Stop asking, start listening: a case for event-driven database integration

15 minute read

Published:

In many custom-built data replication and integration setups, a common pattern appears: a scheduled job queries a database every few minutes (or every hour, or every night), picks up whatever has changed since the last run, and feeds that data into another system. It works, it is simple to reason about, and for plenty of applications it is good enough.

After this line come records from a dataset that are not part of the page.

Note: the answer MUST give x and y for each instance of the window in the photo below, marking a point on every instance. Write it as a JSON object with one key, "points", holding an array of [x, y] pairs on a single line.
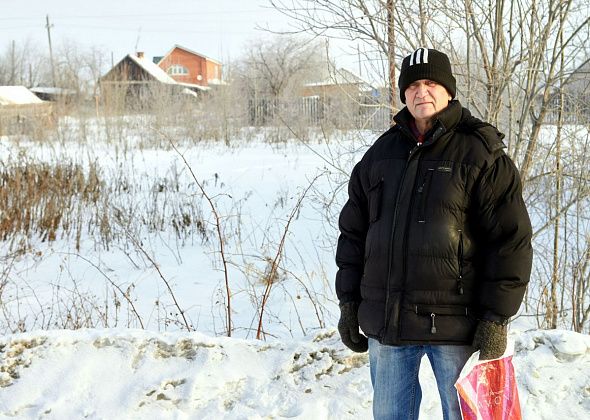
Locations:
{"points": [[177, 69]]}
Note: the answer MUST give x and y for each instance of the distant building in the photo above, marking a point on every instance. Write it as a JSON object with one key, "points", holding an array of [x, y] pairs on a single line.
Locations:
{"points": [[21, 111], [136, 81], [576, 98], [190, 68]]}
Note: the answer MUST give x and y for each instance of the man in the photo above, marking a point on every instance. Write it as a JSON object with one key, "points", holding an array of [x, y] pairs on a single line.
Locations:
{"points": [[435, 247]]}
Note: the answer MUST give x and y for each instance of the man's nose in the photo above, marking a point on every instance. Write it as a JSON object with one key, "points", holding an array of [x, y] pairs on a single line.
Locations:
{"points": [[422, 91]]}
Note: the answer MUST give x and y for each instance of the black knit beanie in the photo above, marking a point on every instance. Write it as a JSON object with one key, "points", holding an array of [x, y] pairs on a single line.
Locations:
{"points": [[426, 64]]}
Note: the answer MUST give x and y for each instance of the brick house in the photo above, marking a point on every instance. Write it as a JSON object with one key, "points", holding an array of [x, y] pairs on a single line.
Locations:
{"points": [[189, 68]]}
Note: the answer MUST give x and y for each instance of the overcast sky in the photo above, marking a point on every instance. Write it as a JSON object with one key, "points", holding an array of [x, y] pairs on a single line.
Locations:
{"points": [[216, 28]]}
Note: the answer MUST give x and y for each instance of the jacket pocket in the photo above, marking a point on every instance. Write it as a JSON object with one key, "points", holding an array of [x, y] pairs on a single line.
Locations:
{"points": [[423, 189], [440, 314], [375, 194]]}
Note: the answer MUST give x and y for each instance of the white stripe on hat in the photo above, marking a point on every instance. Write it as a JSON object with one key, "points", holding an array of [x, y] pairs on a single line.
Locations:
{"points": [[420, 56], [413, 58]]}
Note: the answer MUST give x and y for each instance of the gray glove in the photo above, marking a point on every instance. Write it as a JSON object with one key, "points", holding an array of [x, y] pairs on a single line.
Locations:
{"points": [[348, 327], [490, 339]]}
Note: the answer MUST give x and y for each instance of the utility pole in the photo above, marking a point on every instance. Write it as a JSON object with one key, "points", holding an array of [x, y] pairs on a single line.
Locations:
{"points": [[391, 57], [48, 26], [12, 65]]}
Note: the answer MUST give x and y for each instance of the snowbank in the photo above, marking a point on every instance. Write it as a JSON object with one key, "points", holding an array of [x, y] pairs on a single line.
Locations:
{"points": [[140, 374]]}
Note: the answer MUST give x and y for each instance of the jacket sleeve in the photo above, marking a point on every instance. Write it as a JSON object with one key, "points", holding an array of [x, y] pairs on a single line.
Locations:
{"points": [[353, 224], [505, 228]]}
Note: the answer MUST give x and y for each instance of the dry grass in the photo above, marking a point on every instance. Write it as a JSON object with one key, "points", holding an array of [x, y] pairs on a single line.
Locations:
{"points": [[44, 200]]}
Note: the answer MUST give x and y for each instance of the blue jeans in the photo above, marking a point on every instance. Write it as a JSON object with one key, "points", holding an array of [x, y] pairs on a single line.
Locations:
{"points": [[394, 375]]}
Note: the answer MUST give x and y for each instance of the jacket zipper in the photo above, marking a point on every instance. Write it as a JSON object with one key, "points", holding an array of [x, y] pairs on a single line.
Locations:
{"points": [[390, 258], [460, 256], [412, 153], [423, 190]]}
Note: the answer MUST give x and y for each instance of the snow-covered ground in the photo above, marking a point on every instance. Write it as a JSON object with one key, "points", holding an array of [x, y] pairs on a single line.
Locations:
{"points": [[300, 371], [136, 374]]}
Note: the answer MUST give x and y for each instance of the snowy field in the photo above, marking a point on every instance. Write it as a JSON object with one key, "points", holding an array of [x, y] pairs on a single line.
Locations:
{"points": [[136, 374], [147, 255]]}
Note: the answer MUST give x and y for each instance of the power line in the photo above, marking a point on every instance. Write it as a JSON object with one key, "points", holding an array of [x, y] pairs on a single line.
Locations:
{"points": [[156, 15]]}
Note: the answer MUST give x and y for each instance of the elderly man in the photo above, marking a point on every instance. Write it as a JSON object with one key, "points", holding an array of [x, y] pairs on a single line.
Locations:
{"points": [[435, 248]]}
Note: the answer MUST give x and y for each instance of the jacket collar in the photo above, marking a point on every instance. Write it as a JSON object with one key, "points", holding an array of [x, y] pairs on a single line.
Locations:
{"points": [[447, 119]]}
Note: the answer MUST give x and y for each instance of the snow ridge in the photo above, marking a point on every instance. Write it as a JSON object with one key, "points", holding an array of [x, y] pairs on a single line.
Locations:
{"points": [[122, 373]]}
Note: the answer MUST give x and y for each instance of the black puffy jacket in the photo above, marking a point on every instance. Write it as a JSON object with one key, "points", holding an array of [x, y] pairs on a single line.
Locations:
{"points": [[436, 236]]}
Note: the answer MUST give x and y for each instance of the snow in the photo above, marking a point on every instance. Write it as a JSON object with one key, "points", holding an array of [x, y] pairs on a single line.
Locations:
{"points": [[152, 69], [17, 95], [301, 371], [120, 373]]}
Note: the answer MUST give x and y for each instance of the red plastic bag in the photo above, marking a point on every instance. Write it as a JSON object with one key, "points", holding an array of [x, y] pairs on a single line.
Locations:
{"points": [[487, 389]]}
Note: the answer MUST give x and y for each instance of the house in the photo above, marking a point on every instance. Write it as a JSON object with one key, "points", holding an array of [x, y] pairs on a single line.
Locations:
{"points": [[22, 112], [576, 98], [136, 81], [189, 68]]}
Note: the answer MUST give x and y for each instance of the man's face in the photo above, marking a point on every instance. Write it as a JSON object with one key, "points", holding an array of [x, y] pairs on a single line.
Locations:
{"points": [[424, 98]]}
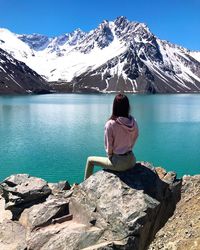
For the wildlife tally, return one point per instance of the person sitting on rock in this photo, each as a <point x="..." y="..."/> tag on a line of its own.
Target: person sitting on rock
<point x="121" y="133"/>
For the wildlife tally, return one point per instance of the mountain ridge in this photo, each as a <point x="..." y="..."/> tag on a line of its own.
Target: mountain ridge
<point x="118" y="55"/>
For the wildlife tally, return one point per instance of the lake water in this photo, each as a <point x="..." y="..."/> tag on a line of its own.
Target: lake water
<point x="51" y="136"/>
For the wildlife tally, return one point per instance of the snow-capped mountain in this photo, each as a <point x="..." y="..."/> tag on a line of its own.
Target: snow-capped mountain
<point x="17" y="78"/>
<point x="117" y="55"/>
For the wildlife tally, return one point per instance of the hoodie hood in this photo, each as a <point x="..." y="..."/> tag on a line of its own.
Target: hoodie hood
<point x="126" y="122"/>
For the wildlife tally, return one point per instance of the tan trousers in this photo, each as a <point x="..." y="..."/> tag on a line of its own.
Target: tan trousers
<point x="117" y="163"/>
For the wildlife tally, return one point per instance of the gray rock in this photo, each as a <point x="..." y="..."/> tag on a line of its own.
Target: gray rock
<point x="21" y="191"/>
<point x="43" y="214"/>
<point x="110" y="210"/>
<point x="59" y="187"/>
<point x="129" y="207"/>
<point x="12" y="236"/>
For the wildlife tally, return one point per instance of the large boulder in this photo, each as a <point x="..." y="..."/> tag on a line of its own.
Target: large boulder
<point x="109" y="210"/>
<point x="129" y="207"/>
<point x="182" y="230"/>
<point x="21" y="191"/>
<point x="12" y="235"/>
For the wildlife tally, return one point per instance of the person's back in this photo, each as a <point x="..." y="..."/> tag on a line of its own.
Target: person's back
<point x="121" y="132"/>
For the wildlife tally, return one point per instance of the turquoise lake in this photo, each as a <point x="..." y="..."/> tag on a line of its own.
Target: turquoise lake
<point x="51" y="136"/>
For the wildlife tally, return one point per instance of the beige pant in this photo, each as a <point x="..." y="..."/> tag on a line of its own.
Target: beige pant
<point x="117" y="163"/>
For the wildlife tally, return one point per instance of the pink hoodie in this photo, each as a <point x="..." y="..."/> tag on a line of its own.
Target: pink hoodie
<point x="120" y="135"/>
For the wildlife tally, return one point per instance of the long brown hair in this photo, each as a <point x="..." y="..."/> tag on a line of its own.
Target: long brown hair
<point x="121" y="107"/>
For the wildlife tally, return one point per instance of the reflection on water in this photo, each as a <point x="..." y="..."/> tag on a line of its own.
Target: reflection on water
<point x="51" y="136"/>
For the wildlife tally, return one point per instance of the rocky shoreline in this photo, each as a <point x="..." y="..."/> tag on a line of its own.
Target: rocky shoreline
<point x="142" y="208"/>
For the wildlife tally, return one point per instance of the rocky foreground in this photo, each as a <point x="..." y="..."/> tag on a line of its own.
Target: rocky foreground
<point x="110" y="210"/>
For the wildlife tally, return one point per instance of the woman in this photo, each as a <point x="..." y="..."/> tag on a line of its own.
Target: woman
<point x="121" y="132"/>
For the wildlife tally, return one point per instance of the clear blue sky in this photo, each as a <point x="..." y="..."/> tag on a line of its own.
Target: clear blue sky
<point x="175" y="20"/>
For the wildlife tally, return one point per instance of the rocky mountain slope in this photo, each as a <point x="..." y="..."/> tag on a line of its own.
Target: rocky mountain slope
<point x="117" y="55"/>
<point x="17" y="78"/>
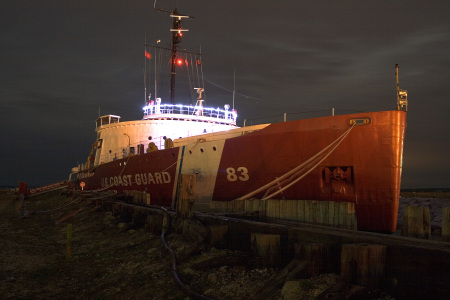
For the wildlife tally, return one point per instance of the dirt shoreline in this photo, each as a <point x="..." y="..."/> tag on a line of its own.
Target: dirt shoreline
<point x="113" y="257"/>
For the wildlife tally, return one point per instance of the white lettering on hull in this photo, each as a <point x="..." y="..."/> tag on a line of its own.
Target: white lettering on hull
<point x="137" y="179"/>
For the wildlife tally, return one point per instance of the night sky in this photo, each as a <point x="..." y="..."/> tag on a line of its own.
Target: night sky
<point x="63" y="62"/>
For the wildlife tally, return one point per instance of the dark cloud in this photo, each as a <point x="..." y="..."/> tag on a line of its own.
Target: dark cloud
<point x="62" y="62"/>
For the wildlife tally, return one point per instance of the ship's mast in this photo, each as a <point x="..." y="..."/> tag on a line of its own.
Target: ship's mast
<point x="177" y="34"/>
<point x="402" y="95"/>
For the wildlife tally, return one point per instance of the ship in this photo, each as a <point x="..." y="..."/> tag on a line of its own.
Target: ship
<point x="354" y="158"/>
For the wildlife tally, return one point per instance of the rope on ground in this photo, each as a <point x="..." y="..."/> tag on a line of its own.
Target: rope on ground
<point x="173" y="269"/>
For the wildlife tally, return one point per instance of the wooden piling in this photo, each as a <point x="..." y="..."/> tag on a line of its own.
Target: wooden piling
<point x="268" y="247"/>
<point x="446" y="224"/>
<point x="416" y="222"/>
<point x="218" y="236"/>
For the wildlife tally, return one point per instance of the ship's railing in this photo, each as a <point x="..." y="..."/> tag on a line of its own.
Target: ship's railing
<point x="224" y="115"/>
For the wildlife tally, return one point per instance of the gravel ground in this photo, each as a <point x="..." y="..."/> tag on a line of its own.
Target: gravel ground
<point x="113" y="258"/>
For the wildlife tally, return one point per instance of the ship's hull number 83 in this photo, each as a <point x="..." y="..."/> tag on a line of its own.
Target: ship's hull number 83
<point x="241" y="173"/>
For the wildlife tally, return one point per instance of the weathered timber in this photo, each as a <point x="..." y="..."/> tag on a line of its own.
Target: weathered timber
<point x="363" y="264"/>
<point x="218" y="237"/>
<point x="338" y="214"/>
<point x="416" y="222"/>
<point x="268" y="247"/>
<point x="318" y="255"/>
<point x="446" y="224"/>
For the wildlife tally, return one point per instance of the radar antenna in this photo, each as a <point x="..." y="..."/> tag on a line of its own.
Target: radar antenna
<point x="402" y="95"/>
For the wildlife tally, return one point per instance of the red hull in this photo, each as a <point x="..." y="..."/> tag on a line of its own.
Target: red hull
<point x="364" y="169"/>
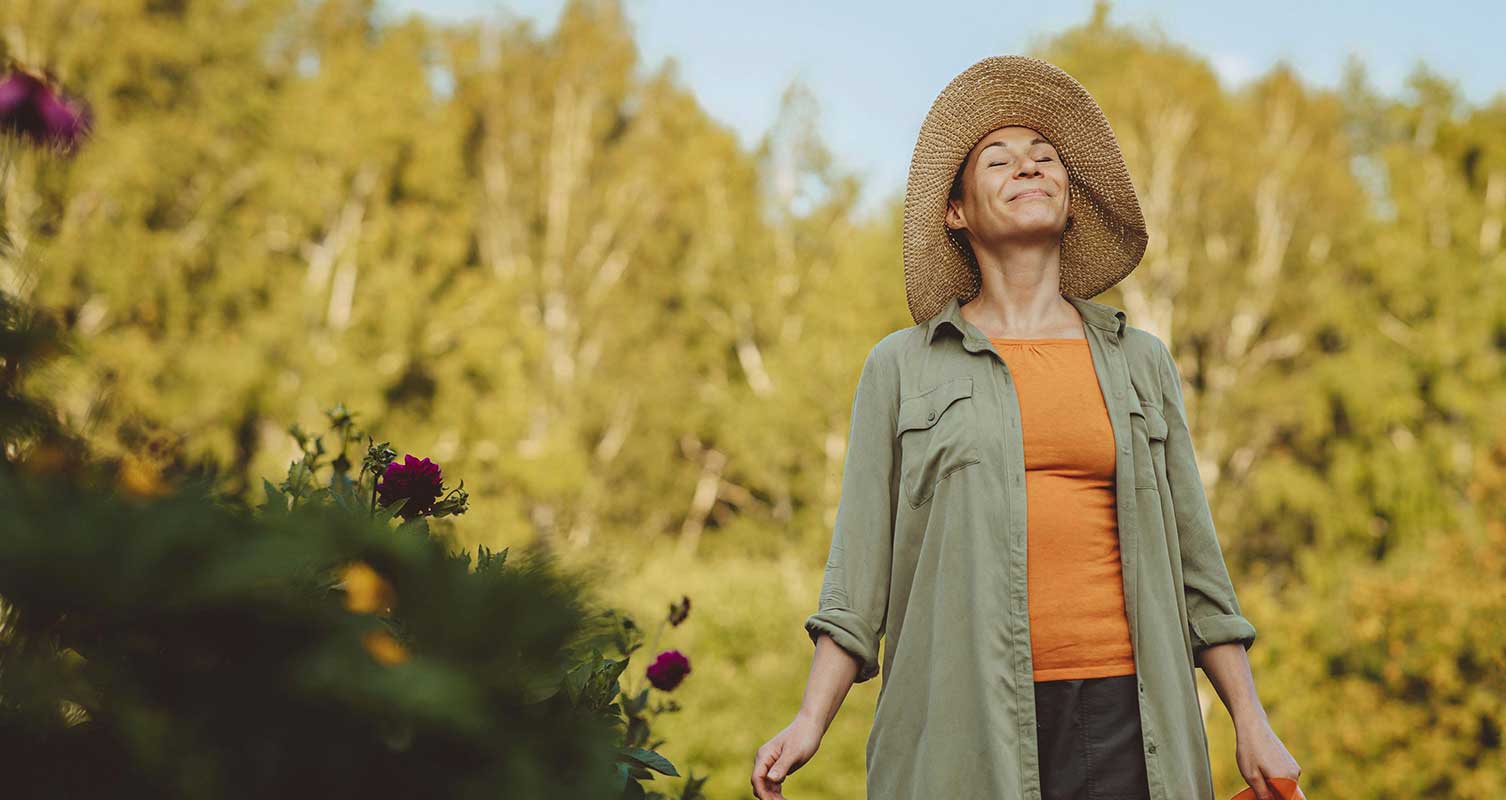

The trouble starts when the data load grows, or when it becomes uneven. Imagine a burger stand that starts small and eventually becomes a chain. Orders that used to trickle in throughout the day now arrive in bursts: lunchtime, dinnertime, weekends. The polling job that worked fine at fifty orders a day now faces ten thousand, all piled up at the same hour — right when the database is already under its heaviest transactional load. Delays creep in. Occasionally things fall over. And if a run fails halfway through, you are left choosing between reprocessing the whole batch (risking duplicates in the target system) or skipping what already ran (leaving gaps). The root cause is not the volume itself, but the shape of it: polling turns a continuous stream of events into a batch, and batches, by definition, accumulate.

The alternative is an event-driven approach. Instead of a system that periodically asks “what changed?”, you build one where changes announce themselves the moment they are committed to the database, and downstream systems react at their own pace. Load spreads naturally across time. A failure no longer puts you in duplicate-or-gap territory, because each change is a discrete, ordered event that either gets processed or sits in the queue until it does. And if you need a new consumer, you subscribe to the stream; you do not have to change the source system at all.

For databases, the event-driven alternative to polling is to consume changes directly from the database’s own transaction log. This is called Change Data Capture (CDC). Instead of asking “what changed since I last looked?”, you subscribe to the answer as it is written; each INSERT, UPDATE, or DELETE becomes an event the moment it is committed. In this post I want to show what this looks like in practice, using a simple example: a table of burger stand ingredients, a Debezium connector reading MariaDB’s binary log, Kafka as the event backbone, and SAP Event Mesh as the final destination.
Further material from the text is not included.